# Nearing the 1/4 Million mile mark



## goldie (Sep 10, 2002)

As indicated by my sig, I have a B14 Sentra, '96 model, bought new in '97. It has been pretty much off the road since rolled 219,000 miles in december '00. I just got it back up to snuff to save mileage/wear on my fun car (99 Neon R/T). The only maintenance done to this vehicle has been;
Timing [email protected]
Radiator at about the same
Struts, brakes, CV joints. Obviously all of these are scheduled items, this car has served me well, especially since I used to abuse it. I was just wondering if anyone else has had similar good experiences with their GA16DE or if mine's just a "wednesday built" fluke. It will probably be awhile before I reach the magical quarter mil, since I mostly only use for around-town driving now, 20K left to go. Just putting this out there do it. 
....Gold


----------



## Centurion (Sep 5, 2002)

Well mine is a '93 with only 140,ooo miles on it. I fully expect to get 300,000 miles out of it. It runs just as it did when it was brand new. I replaced the PS rack at 80,000 but that's it besides routine maintenance (still has the original battery!).

You replaced your timming chain at 110,000? Why? What were the symptoms?


----------



## Sherb (Sep 8, 2002)

My main thing was the alternator and the starter, which was replaced several times. Dang refurbished Autozone parts!


----------



## goldie (Sep 10, 2002)

to be honest with you I don't even remember the reason for doing the chain. I wish my R/T had a chain, though....most neon owners only get about 75K out of the belt. Oh yeah, I forgot about the alternator/starter.....the starter was my fault because I delivered pizza back then and started probably 200 times a week.
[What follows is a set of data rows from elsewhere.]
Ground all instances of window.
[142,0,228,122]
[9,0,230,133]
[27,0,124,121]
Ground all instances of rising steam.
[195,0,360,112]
A surprisingly reliable car, nonetheless. I expect the neon to be on it's second engine should the chassis last as long as the nissan. I'd definitely buy another one, but only GA16 or SR20, don't trust the new ones yet and don't like the QR25. Any idea what that awesome green color on some later B14 sentras is called?


----------



## Gimp (Jun 9, 2002)

Ya know Goldie, I think I am at the opposite end of the spectrum. My 97 200SX is almost 6 years old and I'm sitting on 44,000 miles. I feel like a 80 yr old grandma. Hell, in 2006 I MIGHT break 80,000 miles.


----------



## goldie (Sep 10, 2002)

Timbo said:


> *Ya know Goldie, I think I am at the opposite end of the spectrum. My 97 200SX is almost 6 years old and I'm sitting on 44,000 miles. I feel like a 80 yr old grandma. Hell, in 2006 I MIGHT break 80,000 miles.  *


Hey, if you want..I'd be glad to trade you. I went back to my nissan because within 3 months of getting my neon I had put 20,000 miles on it. By all means, if you feel your car is being neglected, I'd happily put it to work. In all seriousness, that's cool. I wish I could keep the mileage that low but I needed to travel interstate often. Look at it this way....say I get 250K miles out of her. By that standard, your car should last until 2031 
What's the best place to get maintenance info on our cars? Can't find the old haynes and it may one day break, though I doubt it. Take care........GOLD


----------



## SuperblkStalion (Aug 26, 2002)

260,000 miles and still rolling on same engine, only on third tranny hehe. don;t ask, just know this engine will last forever

jorge


----------



## johnand (Apr 30, 2002)

Well, mine still isn't running yet, but I have 180K on my 91 Sentra w/ GA16DE.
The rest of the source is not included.